Ora, a molti l’idea sembra troppo elevata; tanti obiettano che non tutti possono essere artisti. Ma è proprio questo il punto: far sì che l’idea riaffermi l’essenza dell’essere umano, cioè l’essere umano quale espressione di libertà che incarna l’impulso evolutivo del mondo, lo perpetua e lo sviluppa ulteriormente. Siamo allora di fronte a un concetto antropologico, piuttosto che al tradizionale concetto piccolo-borghese dell’arte oggi vigente. Questo complica la discussione, dal momento che bisogna parlare su due livelli: da una parte, bisogna parlare di quello che ci è stato tramandato dal passato, di quello che i nostri avi hanno prodotto e che adesso, se non lo superiamo, rischia di diventare un peso morto; e dall’altra, bisogna proiettarsi in modo preliminare, anticipatorio, nel futuro. Il che è spesso problematico, dovendo parlare simultaneamente su entrambi i livelli nello stesso modo in cui, si potrebbe dire, il nuovo cresce in seno al vecchio.

[...]

C’è un punto critico particolare che è dove le cose si guastano: questo nodo è la nostra idea del lavoro. Quest’idea è legata a quella di arte, ma non ne è più permeata, così come non la permeano i concetti di creatività e responsabilità: ciò è impossibile nel genere di sistema in cui viviamo. Anche volendo, non ci si può assumere la responsabilità reale delle proprie azioni, dal momento che tutto avviene, potremmo dire, dall’alto verso il basso. Si può cambiare, ma bisogna lavorare per farlo, maturando un interesse sincero per rimettere a posto le cose – cose talmente degenerate e caotiche da far affondare il mondo. Perciò il fatto che queste pietre siano così importanti per noi è in pratica collegato al problema delle centrali atomiche.

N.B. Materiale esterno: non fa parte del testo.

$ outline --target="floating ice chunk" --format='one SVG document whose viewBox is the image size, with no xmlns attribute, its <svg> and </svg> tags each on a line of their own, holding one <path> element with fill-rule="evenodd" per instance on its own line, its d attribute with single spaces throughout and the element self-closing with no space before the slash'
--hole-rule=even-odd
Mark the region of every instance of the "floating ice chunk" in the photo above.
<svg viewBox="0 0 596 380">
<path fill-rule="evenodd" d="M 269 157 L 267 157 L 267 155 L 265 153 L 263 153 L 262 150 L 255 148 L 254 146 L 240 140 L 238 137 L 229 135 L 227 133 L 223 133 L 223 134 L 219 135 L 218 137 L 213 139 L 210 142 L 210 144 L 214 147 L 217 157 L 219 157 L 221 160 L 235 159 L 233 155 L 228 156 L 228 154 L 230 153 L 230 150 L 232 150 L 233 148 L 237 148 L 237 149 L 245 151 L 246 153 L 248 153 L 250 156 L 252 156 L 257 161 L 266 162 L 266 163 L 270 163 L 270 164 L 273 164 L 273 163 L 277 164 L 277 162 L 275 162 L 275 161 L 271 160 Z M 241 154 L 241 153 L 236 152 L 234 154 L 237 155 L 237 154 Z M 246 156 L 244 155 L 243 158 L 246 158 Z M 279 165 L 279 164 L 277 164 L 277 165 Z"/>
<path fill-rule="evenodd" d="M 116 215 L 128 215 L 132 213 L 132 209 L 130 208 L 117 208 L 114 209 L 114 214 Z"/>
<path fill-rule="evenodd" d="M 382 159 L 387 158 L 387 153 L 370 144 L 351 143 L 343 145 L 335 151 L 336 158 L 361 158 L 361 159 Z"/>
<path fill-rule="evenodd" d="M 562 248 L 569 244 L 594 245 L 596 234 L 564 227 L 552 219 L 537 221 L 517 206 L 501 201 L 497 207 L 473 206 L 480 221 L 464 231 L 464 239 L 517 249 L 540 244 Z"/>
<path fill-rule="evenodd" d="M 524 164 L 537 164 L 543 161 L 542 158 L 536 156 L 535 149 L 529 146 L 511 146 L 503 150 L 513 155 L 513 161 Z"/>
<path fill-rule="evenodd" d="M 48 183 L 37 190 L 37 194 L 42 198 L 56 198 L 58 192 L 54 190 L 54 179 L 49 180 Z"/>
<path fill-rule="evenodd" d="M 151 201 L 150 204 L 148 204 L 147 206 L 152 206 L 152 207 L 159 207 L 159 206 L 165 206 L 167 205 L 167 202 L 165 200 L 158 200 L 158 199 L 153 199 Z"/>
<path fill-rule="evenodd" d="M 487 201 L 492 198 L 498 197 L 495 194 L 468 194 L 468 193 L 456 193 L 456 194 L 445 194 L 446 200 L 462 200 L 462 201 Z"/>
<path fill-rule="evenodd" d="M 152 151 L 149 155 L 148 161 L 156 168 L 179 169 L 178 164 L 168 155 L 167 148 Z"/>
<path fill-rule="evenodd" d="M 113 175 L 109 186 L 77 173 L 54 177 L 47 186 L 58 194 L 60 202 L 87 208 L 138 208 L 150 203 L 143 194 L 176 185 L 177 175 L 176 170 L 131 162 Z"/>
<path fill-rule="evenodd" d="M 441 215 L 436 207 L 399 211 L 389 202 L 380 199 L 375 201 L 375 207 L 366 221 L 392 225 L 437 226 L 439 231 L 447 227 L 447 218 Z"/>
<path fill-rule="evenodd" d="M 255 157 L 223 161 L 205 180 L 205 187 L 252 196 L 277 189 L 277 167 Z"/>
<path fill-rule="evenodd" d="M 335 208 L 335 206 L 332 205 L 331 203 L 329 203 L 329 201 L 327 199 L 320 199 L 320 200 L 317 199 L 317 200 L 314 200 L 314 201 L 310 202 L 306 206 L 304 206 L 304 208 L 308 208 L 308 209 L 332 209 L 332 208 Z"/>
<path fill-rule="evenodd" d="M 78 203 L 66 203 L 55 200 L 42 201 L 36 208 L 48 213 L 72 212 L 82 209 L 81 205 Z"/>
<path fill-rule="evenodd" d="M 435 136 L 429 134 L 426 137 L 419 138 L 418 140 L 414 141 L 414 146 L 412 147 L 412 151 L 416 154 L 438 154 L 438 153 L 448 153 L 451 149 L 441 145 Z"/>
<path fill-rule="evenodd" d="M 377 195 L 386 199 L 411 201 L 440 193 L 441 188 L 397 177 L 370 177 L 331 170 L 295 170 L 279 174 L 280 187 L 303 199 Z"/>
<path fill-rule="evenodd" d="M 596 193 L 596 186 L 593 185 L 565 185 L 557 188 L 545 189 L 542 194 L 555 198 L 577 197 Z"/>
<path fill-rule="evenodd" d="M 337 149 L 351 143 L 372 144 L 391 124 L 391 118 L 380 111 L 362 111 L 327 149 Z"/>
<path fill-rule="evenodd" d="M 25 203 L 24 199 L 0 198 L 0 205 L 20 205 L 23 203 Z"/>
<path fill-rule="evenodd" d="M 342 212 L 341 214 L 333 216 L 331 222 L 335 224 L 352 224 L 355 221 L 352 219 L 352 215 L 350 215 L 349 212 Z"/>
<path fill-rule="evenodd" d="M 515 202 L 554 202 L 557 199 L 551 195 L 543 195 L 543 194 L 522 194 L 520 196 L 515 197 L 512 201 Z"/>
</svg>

Sì, la penso così. Esiste una specie di connessione profonda: un difetto di riflessione autentica, un desiderio compulsivo di smerciare e vendere cose. Qualcuno è stato senz’altro molto ansioso di vendere queste pietre; ma non si è riflettuto sul fatto che dovesse trattarsi proprio di queste pietre o che dovessero avere proprio questa forma. È un processo automatico, per cui i costruttori assumono gli operai, i piastrellisti reclutano qualcun altro e così via. Tutto questo potrebbe essere interrotto, guadagnandone in efficienza e produttività sul lavoro.

Il concetto di crescita economica, assieme al concetto di capitale e ciò che ne consegue, non rendono davvero il mondo più produttivo. No. Il concetto di arte deve rimpiazzare il concetto degenerato di capitale: l’arte è il vero capitale e la gente deve prenderne coscienza. Denaro e capitale non possono rappresentare un valore economico; dignità e creatività umana sono il capitale. E di conseguenza dobbiamo sviluppare un’idea di denaro che sostenga la creatività o di arte che sia, per così dire, capitale. L’arte è il capitale. Non è un’utopia; è la realtà. In altre parole, il capitale corrisponde all’arte. Il capitale è la capacità umana e ciò che da essa deriva. Allora, qui sono in gioco solo due organi o due relazioni polari, da cui nasce il prodotto: creatività e intenzione umana. Questi e non altri sono i veri valori economici. Non il denaro. Tuttavia, il nostro concetto di capitale implica l’intromissione di un valore economico che rovina tutto, perché fa dipendere l’economia dal profitto, dallo sfruttamento, ecc.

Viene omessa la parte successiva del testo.